Mac Studio Vs. iMac - Reasons You Should Upgrade

After his trial session, Alex informed me, “Having a machine like this in my everyday workflow would alter everything.”

That is, in the end, my most important takeaway from the testing process. Throughout my career, I’ve assessed a large number of computers geared at this market. I frequently purchase a workstation that appears to be capable of handling a variety of creative tasks. I’ve never reviewed one that appeared to have the potential to revolutionize the types of things that creators can create. That’s what I’ve heard from everyone. Not only did this gadget allow them to experiment with more powerful, complex tools, but the speed with which it provided also allowed them to devote more time to other projects.

Our team’s conclusions were generally supported by the benchmarks we ran. The M1 Ultra is in a class by itself when it comes to CPU performance. When we compared this to our Mac Pro model with a 16-core Intel Xeon W, there was no contest in our CPU benchmarks: the Xeon was clearly outclassed.
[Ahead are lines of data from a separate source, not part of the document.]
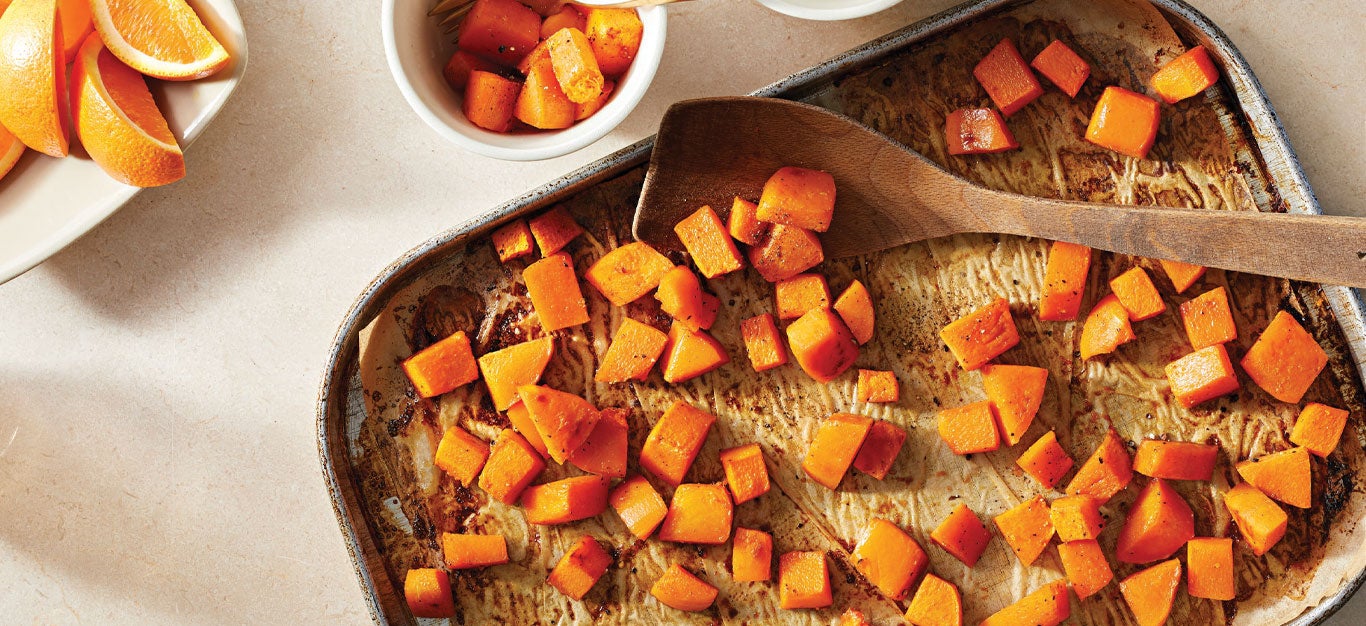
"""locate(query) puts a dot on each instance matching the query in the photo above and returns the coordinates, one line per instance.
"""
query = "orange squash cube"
(575, 67)
(563, 420)
(1318, 428)
(1157, 525)
(678, 588)
(709, 243)
(553, 230)
(1182, 275)
(970, 429)
(1049, 606)
(1209, 569)
(458, 70)
(615, 34)
(880, 448)
(1105, 473)
(977, 131)
(467, 551)
(428, 592)
(1202, 375)
(981, 335)
(1284, 360)
(1260, 521)
(1150, 593)
(889, 559)
(1175, 459)
(491, 100)
(1045, 461)
(542, 104)
(962, 535)
(680, 295)
(1186, 75)
(1027, 528)
(1107, 328)
(762, 342)
(690, 354)
(1064, 282)
(832, 451)
(629, 272)
(1077, 518)
(798, 197)
(443, 366)
(874, 386)
(936, 603)
(1015, 392)
(512, 465)
(1286, 476)
(1124, 122)
(638, 506)
(1063, 67)
(1007, 79)
(799, 294)
(514, 366)
(634, 350)
(787, 252)
(1208, 319)
(803, 581)
(555, 293)
(1138, 294)
(1085, 566)
(821, 345)
(461, 454)
(604, 451)
(581, 567)
(674, 442)
(564, 500)
(745, 472)
(512, 241)
(523, 425)
(499, 30)
(745, 224)
(855, 308)
(698, 514)
(751, 555)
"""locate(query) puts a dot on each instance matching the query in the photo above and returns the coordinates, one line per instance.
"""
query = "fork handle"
(1310, 248)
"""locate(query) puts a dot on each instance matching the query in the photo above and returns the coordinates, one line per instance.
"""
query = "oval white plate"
(828, 10)
(45, 202)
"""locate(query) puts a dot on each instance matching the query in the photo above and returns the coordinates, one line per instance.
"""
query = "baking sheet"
(918, 289)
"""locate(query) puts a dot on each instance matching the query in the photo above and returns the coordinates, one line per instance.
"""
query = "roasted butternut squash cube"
(698, 514)
(798, 197)
(981, 335)
(443, 366)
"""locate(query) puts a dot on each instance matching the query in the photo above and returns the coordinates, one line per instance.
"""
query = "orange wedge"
(118, 120)
(161, 38)
(33, 86)
(75, 25)
(10, 145)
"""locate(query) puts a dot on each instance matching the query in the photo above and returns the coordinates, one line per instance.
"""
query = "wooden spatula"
(709, 151)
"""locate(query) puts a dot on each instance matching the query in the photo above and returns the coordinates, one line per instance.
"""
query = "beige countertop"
(157, 379)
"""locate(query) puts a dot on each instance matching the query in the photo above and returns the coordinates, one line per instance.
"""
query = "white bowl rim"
(536, 146)
(829, 14)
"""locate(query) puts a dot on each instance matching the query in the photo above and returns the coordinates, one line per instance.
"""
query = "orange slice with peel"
(10, 149)
(161, 38)
(75, 25)
(33, 86)
(118, 120)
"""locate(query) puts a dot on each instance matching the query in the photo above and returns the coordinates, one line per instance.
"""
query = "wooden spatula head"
(711, 151)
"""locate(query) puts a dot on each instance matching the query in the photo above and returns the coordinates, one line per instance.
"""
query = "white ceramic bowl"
(828, 10)
(418, 51)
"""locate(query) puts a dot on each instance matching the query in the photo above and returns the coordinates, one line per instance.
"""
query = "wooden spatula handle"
(1310, 248)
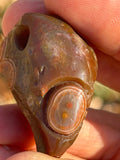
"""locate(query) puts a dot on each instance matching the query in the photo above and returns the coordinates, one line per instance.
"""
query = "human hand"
(99, 136)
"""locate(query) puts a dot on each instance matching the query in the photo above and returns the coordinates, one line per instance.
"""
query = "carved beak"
(7, 71)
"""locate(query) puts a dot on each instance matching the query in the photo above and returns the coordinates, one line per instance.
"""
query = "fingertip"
(29, 155)
(19, 8)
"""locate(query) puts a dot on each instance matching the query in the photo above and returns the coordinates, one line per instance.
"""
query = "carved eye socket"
(66, 109)
(21, 36)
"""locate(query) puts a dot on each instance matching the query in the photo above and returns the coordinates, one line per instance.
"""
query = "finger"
(19, 8)
(14, 128)
(99, 137)
(108, 70)
(97, 21)
(6, 152)
(33, 155)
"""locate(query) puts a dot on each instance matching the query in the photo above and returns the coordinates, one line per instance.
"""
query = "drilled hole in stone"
(21, 36)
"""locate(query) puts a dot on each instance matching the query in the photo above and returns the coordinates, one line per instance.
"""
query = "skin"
(98, 22)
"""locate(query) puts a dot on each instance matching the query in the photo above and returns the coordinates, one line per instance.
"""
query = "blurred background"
(104, 98)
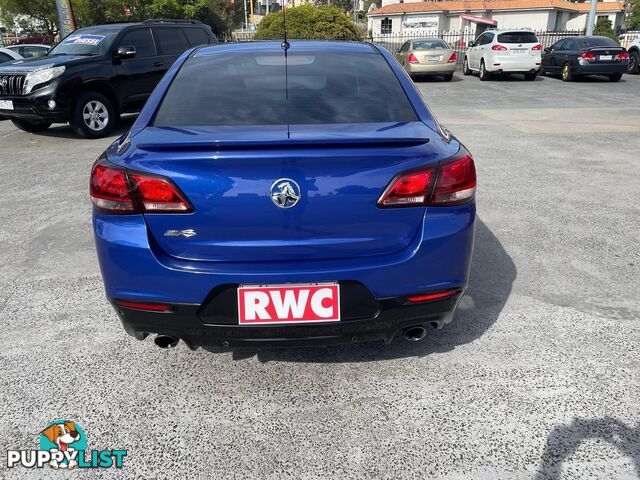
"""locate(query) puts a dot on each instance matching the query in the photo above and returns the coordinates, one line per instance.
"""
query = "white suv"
(634, 55)
(504, 51)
We conducted a variety of benchmarks in Premiere Pro and After Effects, and the M1 Ultra outperformed our Mac Pro model in each one. In Premiere Pro, the Mac Pro took over two minutes longer than the Studio to export a 4K video. In fact, in the , the Ultra was so dominant in Premiere that it was beating systems with AMD Ryzen Threadripper chips left and right. It’s outperforming almost everyone.
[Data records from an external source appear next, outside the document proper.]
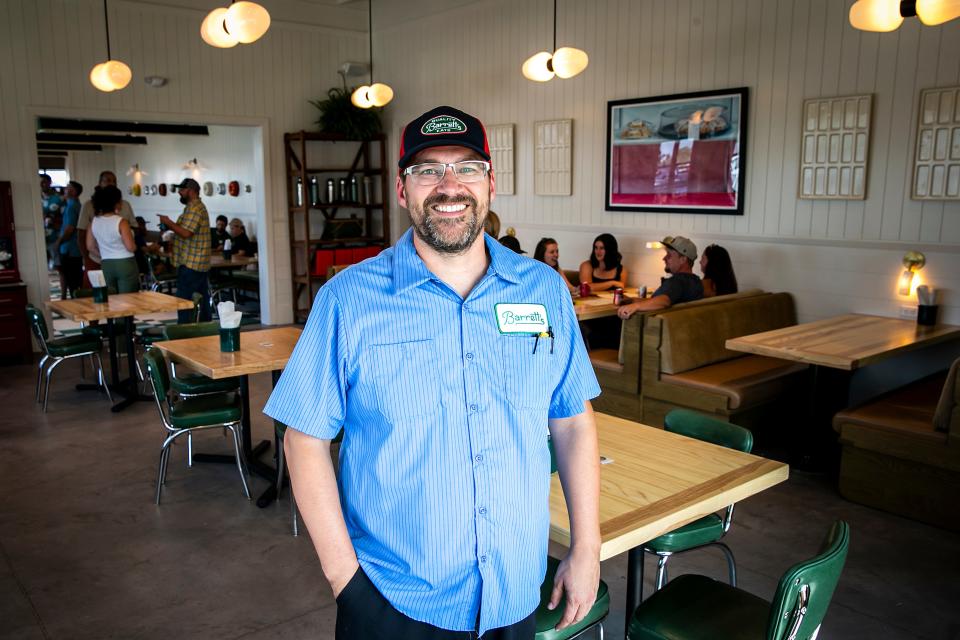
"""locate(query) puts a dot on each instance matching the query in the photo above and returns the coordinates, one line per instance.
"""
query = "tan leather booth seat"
(901, 451)
(619, 371)
(686, 363)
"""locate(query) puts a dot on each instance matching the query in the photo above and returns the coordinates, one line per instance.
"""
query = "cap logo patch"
(440, 125)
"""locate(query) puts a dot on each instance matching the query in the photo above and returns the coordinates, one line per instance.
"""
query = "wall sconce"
(888, 15)
(913, 261)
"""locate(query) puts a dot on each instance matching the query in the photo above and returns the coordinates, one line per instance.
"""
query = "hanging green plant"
(338, 115)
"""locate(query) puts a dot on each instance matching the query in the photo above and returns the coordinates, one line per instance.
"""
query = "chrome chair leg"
(102, 379)
(40, 368)
(240, 464)
(46, 392)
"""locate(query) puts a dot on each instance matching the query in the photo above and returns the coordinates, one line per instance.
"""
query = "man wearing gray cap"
(191, 249)
(683, 285)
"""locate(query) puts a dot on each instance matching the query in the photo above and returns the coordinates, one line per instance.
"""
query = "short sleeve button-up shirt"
(193, 252)
(444, 465)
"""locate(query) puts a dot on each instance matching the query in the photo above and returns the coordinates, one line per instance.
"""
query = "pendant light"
(564, 62)
(888, 15)
(375, 94)
(111, 75)
(242, 22)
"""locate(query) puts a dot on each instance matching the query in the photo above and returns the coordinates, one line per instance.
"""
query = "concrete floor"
(86, 553)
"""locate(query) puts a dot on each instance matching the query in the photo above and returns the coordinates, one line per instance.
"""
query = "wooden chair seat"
(746, 381)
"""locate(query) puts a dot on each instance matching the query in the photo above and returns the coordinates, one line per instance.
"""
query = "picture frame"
(683, 153)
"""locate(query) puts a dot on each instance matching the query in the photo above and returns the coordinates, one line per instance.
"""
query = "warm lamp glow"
(118, 73)
(247, 21)
(933, 12)
(876, 15)
(214, 33)
(99, 79)
(568, 62)
(538, 68)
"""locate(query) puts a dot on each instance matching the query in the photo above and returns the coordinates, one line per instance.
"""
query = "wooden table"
(654, 481)
(260, 351)
(846, 342)
(119, 305)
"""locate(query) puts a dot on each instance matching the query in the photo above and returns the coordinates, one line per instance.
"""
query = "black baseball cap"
(440, 127)
(189, 183)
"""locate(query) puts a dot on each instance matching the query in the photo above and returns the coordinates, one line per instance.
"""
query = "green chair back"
(818, 578)
(157, 369)
(38, 323)
(697, 425)
(192, 330)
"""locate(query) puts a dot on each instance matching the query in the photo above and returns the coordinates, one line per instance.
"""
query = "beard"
(449, 235)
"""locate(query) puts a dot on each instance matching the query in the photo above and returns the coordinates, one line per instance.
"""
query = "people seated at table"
(511, 242)
(548, 252)
(240, 244)
(219, 233)
(718, 277)
(683, 285)
(604, 270)
(111, 238)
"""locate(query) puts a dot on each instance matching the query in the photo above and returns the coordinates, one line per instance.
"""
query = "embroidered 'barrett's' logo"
(443, 124)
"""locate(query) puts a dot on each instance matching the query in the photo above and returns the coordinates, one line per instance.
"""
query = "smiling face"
(551, 255)
(449, 216)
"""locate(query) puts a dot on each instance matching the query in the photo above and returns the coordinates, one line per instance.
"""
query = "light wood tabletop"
(846, 342)
(654, 481)
(598, 305)
(118, 305)
(261, 350)
(235, 262)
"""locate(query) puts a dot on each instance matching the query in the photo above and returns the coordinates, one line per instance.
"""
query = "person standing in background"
(191, 249)
(92, 260)
(52, 205)
(111, 238)
(71, 260)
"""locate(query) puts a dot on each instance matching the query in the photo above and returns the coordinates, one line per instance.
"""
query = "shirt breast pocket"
(405, 379)
(527, 374)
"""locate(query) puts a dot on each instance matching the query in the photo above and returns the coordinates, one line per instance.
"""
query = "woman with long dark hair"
(604, 269)
(548, 252)
(717, 268)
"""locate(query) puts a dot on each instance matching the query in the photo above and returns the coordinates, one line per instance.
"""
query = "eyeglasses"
(430, 174)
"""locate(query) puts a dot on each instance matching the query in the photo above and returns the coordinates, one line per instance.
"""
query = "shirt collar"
(409, 270)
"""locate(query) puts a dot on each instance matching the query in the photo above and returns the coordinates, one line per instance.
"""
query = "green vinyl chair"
(694, 607)
(58, 350)
(547, 619)
(708, 530)
(191, 414)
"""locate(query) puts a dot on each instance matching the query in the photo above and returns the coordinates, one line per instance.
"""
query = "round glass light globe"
(568, 62)
(535, 67)
(247, 21)
(213, 33)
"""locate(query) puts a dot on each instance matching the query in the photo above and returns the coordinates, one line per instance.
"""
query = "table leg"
(634, 584)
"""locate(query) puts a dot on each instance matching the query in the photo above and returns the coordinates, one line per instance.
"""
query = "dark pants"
(188, 283)
(364, 614)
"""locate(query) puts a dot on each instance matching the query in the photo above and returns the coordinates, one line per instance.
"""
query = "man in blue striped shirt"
(446, 360)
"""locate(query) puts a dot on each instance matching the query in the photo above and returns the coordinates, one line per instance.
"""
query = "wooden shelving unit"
(326, 156)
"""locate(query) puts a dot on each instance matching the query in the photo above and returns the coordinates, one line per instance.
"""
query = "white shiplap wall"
(47, 48)
(783, 50)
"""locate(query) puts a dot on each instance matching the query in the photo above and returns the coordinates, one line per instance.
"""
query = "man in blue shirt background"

Our Intel Mac Pro simply couldn’t keep up in a number of programs. On Geekbench multi-core, our $12,000 PC with a 32-core Ryzen Threadripper 3970X outperformed the M1 Ultra, but the Ultra was considerably closer to the Threadripper than the Xeon. Given the 3970X’s more cores, this is a significant accomplishment (and also the fact that a Threadripper PC is going to be massive and loud, while this thing is small and silent).
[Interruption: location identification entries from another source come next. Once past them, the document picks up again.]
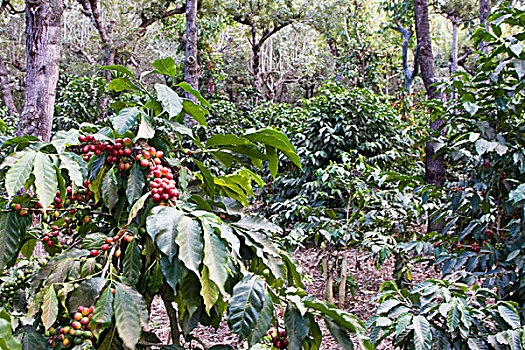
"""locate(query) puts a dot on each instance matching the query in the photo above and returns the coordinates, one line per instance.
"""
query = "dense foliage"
(123, 218)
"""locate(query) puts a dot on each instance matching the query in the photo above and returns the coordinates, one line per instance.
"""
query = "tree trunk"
(434, 165)
(484, 12)
(43, 25)
(191, 74)
(7, 97)
(256, 67)
(454, 58)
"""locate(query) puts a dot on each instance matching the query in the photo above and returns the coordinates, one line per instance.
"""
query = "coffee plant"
(130, 211)
(437, 314)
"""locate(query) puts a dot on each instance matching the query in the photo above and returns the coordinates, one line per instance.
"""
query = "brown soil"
(361, 267)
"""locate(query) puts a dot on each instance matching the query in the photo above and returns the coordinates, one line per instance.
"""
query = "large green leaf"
(132, 262)
(215, 257)
(109, 189)
(121, 84)
(422, 333)
(103, 312)
(10, 234)
(263, 322)
(245, 305)
(172, 271)
(170, 101)
(454, 314)
(188, 88)
(165, 66)
(342, 318)
(257, 222)
(64, 138)
(189, 240)
(31, 339)
(509, 315)
(297, 327)
(146, 130)
(45, 179)
(273, 160)
(138, 206)
(18, 174)
(86, 293)
(162, 226)
(127, 315)
(209, 290)
(136, 184)
(74, 166)
(195, 111)
(49, 307)
(120, 69)
(125, 119)
(277, 139)
(340, 335)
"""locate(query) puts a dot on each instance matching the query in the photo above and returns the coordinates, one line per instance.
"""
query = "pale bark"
(191, 73)
(484, 13)
(7, 96)
(434, 165)
(410, 74)
(43, 31)
(454, 55)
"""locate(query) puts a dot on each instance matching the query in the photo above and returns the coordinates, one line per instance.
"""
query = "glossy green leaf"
(162, 226)
(10, 234)
(188, 88)
(170, 101)
(136, 184)
(46, 182)
(245, 305)
(74, 166)
(165, 66)
(103, 312)
(125, 119)
(195, 111)
(263, 322)
(109, 189)
(119, 68)
(49, 307)
(209, 290)
(127, 317)
(132, 263)
(189, 240)
(18, 174)
(422, 333)
(215, 257)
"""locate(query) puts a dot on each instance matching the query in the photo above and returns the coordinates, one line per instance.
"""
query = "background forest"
(185, 161)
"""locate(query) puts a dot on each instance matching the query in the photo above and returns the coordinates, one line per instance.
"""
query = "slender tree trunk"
(191, 74)
(454, 58)
(484, 12)
(434, 165)
(256, 67)
(7, 97)
(43, 31)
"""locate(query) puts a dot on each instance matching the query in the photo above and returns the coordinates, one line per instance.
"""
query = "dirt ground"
(367, 278)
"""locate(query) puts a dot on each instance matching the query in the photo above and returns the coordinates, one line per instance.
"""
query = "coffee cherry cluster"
(161, 178)
(17, 282)
(77, 333)
(278, 339)
(120, 152)
(109, 242)
(24, 211)
(80, 196)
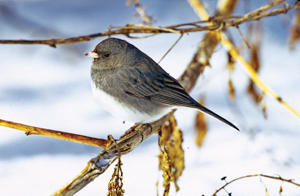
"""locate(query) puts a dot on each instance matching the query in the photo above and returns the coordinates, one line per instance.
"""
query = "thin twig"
(200, 11)
(31, 130)
(256, 175)
(212, 24)
(173, 45)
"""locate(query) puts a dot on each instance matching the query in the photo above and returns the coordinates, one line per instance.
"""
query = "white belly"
(122, 111)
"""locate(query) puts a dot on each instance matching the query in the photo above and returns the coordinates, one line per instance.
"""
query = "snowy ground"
(48, 87)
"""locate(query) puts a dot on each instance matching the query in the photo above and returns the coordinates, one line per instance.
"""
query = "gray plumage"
(135, 80)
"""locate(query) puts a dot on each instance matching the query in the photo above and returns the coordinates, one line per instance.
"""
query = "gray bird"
(131, 85)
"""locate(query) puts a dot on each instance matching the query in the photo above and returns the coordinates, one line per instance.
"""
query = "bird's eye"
(106, 54)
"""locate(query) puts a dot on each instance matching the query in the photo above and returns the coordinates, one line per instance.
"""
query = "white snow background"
(50, 88)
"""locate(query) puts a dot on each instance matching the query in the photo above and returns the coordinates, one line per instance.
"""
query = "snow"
(50, 88)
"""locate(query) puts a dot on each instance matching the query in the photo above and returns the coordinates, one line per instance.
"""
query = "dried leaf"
(264, 110)
(230, 63)
(231, 89)
(267, 192)
(115, 185)
(171, 158)
(295, 31)
(200, 125)
(280, 190)
(255, 63)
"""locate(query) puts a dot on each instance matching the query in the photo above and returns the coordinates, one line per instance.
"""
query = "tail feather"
(207, 111)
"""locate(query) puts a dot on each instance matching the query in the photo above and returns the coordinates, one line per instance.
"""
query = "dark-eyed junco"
(129, 84)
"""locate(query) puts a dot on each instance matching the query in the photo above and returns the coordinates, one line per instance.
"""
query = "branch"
(200, 11)
(256, 175)
(31, 130)
(211, 24)
(98, 165)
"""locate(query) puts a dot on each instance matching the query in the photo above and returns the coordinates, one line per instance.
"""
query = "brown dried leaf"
(231, 89)
(230, 63)
(267, 192)
(115, 185)
(295, 31)
(264, 110)
(255, 63)
(201, 127)
(171, 158)
(280, 190)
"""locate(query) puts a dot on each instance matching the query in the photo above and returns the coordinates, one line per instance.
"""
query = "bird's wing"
(158, 87)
Zoom in on Angle Zoom. Mac Studio: Apple M1 Ultra - Silver.

Oh, and yeah, the M1 Ultra is roughly twice as powerful as the M1 Max in several benchmarks. The M1 Ultra consistently outperformed the M1 Max in multi-core Cinebench and Geekbench benchmarks. This didn’t translate to doubled performance in real-world tasks like the, gaming, and the we ran to simulate scientific workloads — there are clearly bottlenecks here that aren’t just based on throughput, and performance will always reflect how well the program you’re in can use all these extra cores and threads. Still, it’s incredible that Apple was able to pull off UltraFusion so well.

Python Benchmarks

Benchmark
Adi 6.96 6.72 6.87
Adist 3.79 3.73 3.67
Atax 4.53 5.63 4.93
Azimnaiv 0.64 0.63 0.63
Bicg 4.17 7.31 5.71
Cavtflow 6.07 6.03 6.04
Cholesky2 8.70 9.17 7.75
Clipping 8.67 8.27 8.16
Doitgen 0.14 27.20 22.53
Floydwar 7.03 7.02 7.05
Gemm 18.38 24.70 23.12
Gemver 4.10 4.02 3.67
Gesummv 5.89 5.59 2.89
Hdiff 3.63 3.48 3.55
Jacobi2d 5.39 5.38 5.38
Lenet 4.84 4.86 4.83
Npgofast 4.42 4.25 4.27
Syr2k 6.13 6.12 6.19
Trmm 4.76 4.82 4.82
Vadv 3.92 3.92 3.86
Source:

This is why, despite the fact that critics generally find such upgrades uninteresting, firms like Apple release slightly more powerful versions of the same computers every year, and why people keep buying them. It is in order for people to be able to accomplish more and do it better.

The is the incorrect computer for a variety of people for a variety of reasons. When a reviewer evaluating this product, I’m less concerned with those features than with the device’s overall dependability: the smoothness with which you scrub the timeline, the snap of windows opening and closing, the wonder in people’s voices as they say, “Wow, this is fast.”

UltraFusion isn’t some wacky new concept that Apple is trying to sell us. It’s true. For nearly a decade, companies have been attempting to combine two GPUs into one, and Apple has finally succeeded. This computer represents a watershed moment in computing history. It also feels like a pleasure to use it.